LatestNews

Bordeaux en France : le calvaire des immigrés clandestins africains

Des milliers d’africains sans papiers, vivant parfois en squat avec des familles, versent dans le métier de livreurs à vélo pour survivre à Bordeaux. Une sorte d’esclavage moderne…

Dans la salle d’accueil de la Maison des livreurs à Bordeaux ce jeudi après-midi, Konan* joue au ‘’babyfoot’’ avec des amis, sous le regard passionné des spectateurs. Il semble être très apte et plus fort que les trois autres jeunes qui se succèdent face à lui, pendant trois partie de jeu. Ce sont tous des livreurs à vélo, qui se distraient en attendant d’aller travailler. « On vient ici recharger nos batteries et nous mettre à l’aise, tout en nous reposant », lance le champion du ‘’babyfoot’’, 27 ans, d’origine ivoirienne.

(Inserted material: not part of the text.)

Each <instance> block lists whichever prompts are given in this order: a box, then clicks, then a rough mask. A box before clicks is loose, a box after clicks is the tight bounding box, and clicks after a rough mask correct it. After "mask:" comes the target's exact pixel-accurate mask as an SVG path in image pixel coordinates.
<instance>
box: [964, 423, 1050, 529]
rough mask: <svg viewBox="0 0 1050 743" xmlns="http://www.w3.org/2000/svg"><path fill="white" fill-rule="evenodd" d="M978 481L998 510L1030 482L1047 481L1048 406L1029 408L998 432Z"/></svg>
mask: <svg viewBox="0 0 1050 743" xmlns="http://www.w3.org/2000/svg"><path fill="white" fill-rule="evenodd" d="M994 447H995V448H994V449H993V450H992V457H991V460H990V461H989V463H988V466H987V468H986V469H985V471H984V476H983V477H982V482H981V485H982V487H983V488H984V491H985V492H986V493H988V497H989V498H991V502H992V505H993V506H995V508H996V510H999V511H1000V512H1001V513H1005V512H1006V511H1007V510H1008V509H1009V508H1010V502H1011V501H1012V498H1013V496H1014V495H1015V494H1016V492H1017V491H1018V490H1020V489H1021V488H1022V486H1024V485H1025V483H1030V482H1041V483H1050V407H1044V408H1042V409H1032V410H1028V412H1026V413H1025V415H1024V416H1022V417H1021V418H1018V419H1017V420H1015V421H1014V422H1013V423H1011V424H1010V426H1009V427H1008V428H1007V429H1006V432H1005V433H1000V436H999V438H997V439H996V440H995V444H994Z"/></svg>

Bottes aux pieds, un pardessus appelé ‘’imperméable’’ au corps, Konan vit à 15 kilomètres de ce lieu de retrouvaille à la 14 rue du Fort Louis à Bordeaux, ouvert à partir de 15 heures chaque jour. C’est après avoir accompagné son enfant à l’école ce matin, qu’il s’est apprêté pour se rendre à la place de la victoire à 10 heures, pour espérer avoir des commandes de livraisons de nourritures, des fleurs ou autres produits de la part des grandes surfaces ou des maisons. Ce père de famille -dont la compagne est enceinte en ce moment-, a été obligé de braver la pluie, pour aller chercher de quoi assumer ses responsabilités. Tant qu’il n’est pas 2 heures du matin, il ne rentre pas.

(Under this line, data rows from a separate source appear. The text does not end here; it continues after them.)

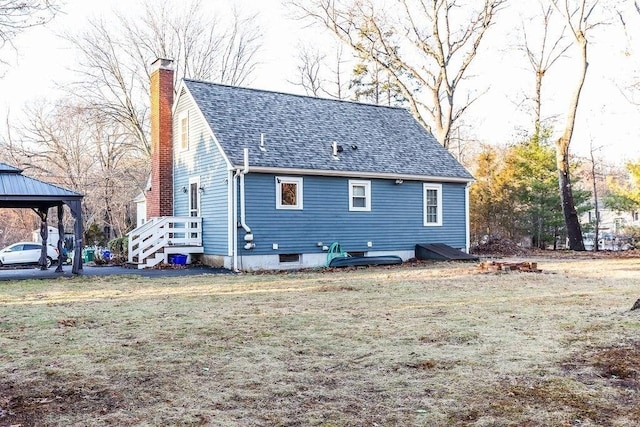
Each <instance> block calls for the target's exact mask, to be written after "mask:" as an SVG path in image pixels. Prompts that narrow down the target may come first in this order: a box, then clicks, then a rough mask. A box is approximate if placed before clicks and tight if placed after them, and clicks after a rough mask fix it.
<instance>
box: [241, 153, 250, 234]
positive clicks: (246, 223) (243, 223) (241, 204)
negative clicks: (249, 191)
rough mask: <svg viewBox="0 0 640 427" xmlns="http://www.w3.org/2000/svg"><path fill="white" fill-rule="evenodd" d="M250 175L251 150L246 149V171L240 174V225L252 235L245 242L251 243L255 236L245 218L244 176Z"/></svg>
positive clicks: (244, 156) (244, 154)
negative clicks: (244, 202) (248, 173)
mask: <svg viewBox="0 0 640 427" xmlns="http://www.w3.org/2000/svg"><path fill="white" fill-rule="evenodd" d="M248 173H249V149H248V148H245V149H244V169H242V171H241V172H240V225H242V228H244V231H246V232H247V235H251V239H250V240H247V236H245V241H247V242H250V241H252V240H253V235H252V234H251V229H250V228H249V226H248V225H247V222H246V218H245V209H244V176H245V175H246V174H248Z"/></svg>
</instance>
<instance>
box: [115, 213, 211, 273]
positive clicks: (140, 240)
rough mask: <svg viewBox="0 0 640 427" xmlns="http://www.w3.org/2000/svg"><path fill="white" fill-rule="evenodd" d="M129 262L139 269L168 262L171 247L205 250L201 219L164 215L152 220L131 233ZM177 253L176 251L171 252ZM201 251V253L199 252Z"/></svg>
mask: <svg viewBox="0 0 640 427" xmlns="http://www.w3.org/2000/svg"><path fill="white" fill-rule="evenodd" d="M127 235H128V236H129V259H128V260H129V262H130V263H132V264H138V266H139V267H140V268H145V267H154V266H156V265H158V264H160V263H161V262H167V253H168V252H167V251H165V248H168V247H172V248H175V247H184V248H185V252H188V250H187V249H188V248H189V247H202V218H200V217H188V216H185V217H176V216H165V217H157V218H151V219H150V220H149V221H147V222H146V223H145V224H143V225H141V226H140V227H138V228H136V229H135V230H132V231H130V232H129V233H128V234H127ZM171 252H174V253H175V251H171ZM198 252H201V251H198Z"/></svg>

Ils travaillent sous une fausse identité

Selon lui, « être livreur n’est pas du tout facile, car la plupart d’entre nous, sommes sans papiers et on fait les sous-locations de comptes ». Il s’agit en fait, de l’utilisation des comptes des personnes en situation régulière, pour travailler, moyennant un pourcentage, qualifié d’excessif par plusieurs livreurs à vélo : « certains prennent 40% sur ce qu’on gagne par semaine, d’autres 50%, les plus gentils coupent 30%. C’est une question de chance ». Il faut surtout préciser que ces travailleurs (livreurs à vélo) ne connaissent pas les propriétaires des comptes en question.

Livreurs à vélo : une activité florissante à Bordeaux. ©A.K.N.

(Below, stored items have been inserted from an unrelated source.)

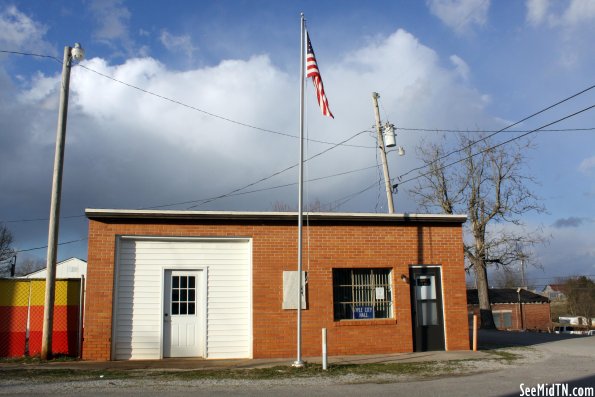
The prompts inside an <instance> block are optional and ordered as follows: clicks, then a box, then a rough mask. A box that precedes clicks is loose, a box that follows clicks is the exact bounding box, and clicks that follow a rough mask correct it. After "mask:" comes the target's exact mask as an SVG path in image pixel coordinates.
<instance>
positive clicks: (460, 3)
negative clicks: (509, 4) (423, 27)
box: [428, 0, 490, 34]
mask: <svg viewBox="0 0 595 397" xmlns="http://www.w3.org/2000/svg"><path fill="white" fill-rule="evenodd" d="M428 5H429V7H430V12H431V13H432V14H434V15H435V16H437V17H438V18H439V19H440V20H441V21H442V22H443V23H444V24H445V25H446V26H448V27H450V28H451V29H453V30H454V31H455V32H457V33H459V34H461V33H465V32H466V31H468V30H470V29H471V27H472V26H473V25H477V26H484V25H485V24H486V22H487V14H488V10H489V8H490V0H428Z"/></svg>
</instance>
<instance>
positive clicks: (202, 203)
mask: <svg viewBox="0 0 595 397" xmlns="http://www.w3.org/2000/svg"><path fill="white" fill-rule="evenodd" d="M367 131H368V130H363V131H360V132H358V133H356V134H355V135H352V136H351V137H349V138H347V139H345V140H343V141H341V142H339V143H337V144H335V145H334V146H331V147H330V148H327V149H325V150H323V151H322V152H319V153H317V154H315V155H313V156H311V157H309V158H307V159H306V160H304V162H308V161H310V160H313V159H314V158H316V157H318V156H321V155H323V154H325V153H327V152H329V151H331V150H333V149H334V148H336V147H338V146H340V145H342V144H343V143H345V142H348V141H350V140H351V139H353V138H355V137H357V136H358V135H360V134H363V133H364V132H367ZM298 165H299V163H296V164H294V165H291V166H289V167H287V168H285V169H282V170H281V171H277V172H275V173H273V174H271V175H269V176H267V177H264V178H261V179H259V180H257V181H255V182H252V183H249V184H247V185H244V186H242V187H240V188H237V189H234V190H232V191H230V192H228V193H225V194H222V195H219V196H215V197H212V198H209V199H206V200H200V202H199V203H198V204H196V205H192V206H190V207H188V209H192V208H195V207H198V206H199V205H203V204H207V203H210V202H212V201H215V200H218V199H221V198H224V197H228V196H229V195H231V194H233V193H236V192H239V191H241V190H244V189H246V188H249V187H250V186H254V185H256V184H258V183H260V182H264V181H266V180H268V179H271V178H273V177H275V176H277V175H280V174H282V173H284V172H286V171H289V170H291V169H293V168H295V167H297V166H298ZM196 201H199V200H194V201H192V202H196Z"/></svg>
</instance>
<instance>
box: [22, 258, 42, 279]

Vivant avec des niveaux de revenus très faibles, ils doivent donc travailler encore plus, pour se faire un salaire minimum. Gwenaël Badets, journaliste à Sud ouest, traitant régulièrement de ce sujet, renseigne d’ailleurs qu’« ils sont insérés dans l’économie locale, paient des cotisations et des impôts, mais n’ont pas le droit d’avoir des papiers ». Ce paradoxe peut s’expliquer par le fait que les conditions de régularisation par le travail sont restrictives en France : les bulletins ne sont pas aux vrai noms des livreurs à vélo, puisqu’ils travaillent sous une fausse identité.

La livraison à vélo n’a pas été retenue dans les secteurs en tension qui permettent d’espérer une régularisation. Ce qui se compliquera davantage dans le climat actuel.»

Gwenaël Badets, journaliste

« … Un moyen de survie »

Sur les 3.000 livreurs à vélo (chiffres officiels) qui existent à Bordeaux, environ 400 sont sans domiciles fixes. Et la Maison des livreurs compte 350 adhérents actuellement, si l’on s’en tient aux propos de Jonathan L’Utile Chevallier, coordinateur de la Maison des livreurs. « Il y a beaucoup de personne qui font la livraison sans papiers, confirme-t-il. Mais c’est un moyen de survie. Evidemment que la situation n’est pas idéale, mais que faire d’autres quand vous dormez à la rue, quand vous avez faim, vous avez des enfants, une femme, une famille à nourrir ? Pour ces personnes, il faut s’en sortir. »

A ces conditions de travail précaires malheureusement, s’ajoute également le comportement désagréable de certains clients qui, parfois, rendent cette activité plus difficile. « La clientèle est souvent raciste. Il y a des femmes qui ne veulent même pas de contact avec nous. Elles te disent dépose la commande ailleurs, elles viennent récupérer », révèle Konan en secouant tristement la tête.

On accuse les plateformes de mettre en danger les livreurs, de mal les payer, de les mettre en insécurité, de ne pas respecter leur dignité. »

Ainsi, en tant qu’aventuriers, le seul rêve des livreurs à vélo sans papier, est d’avoir les documents nécessaires, d’avoir des logements, de travailler librement pour pourvoir aussi se rendre dans leurs pays d’origine comme ils veulent et quand ils le souhaitent. Pour l’instant, le peu d’argent que beaucoup d’entre eux réussissent à envoyer à leurs proches pour investir au pays, est dilapidé.

* Nom d’emprunt attribué, par mesure de protection.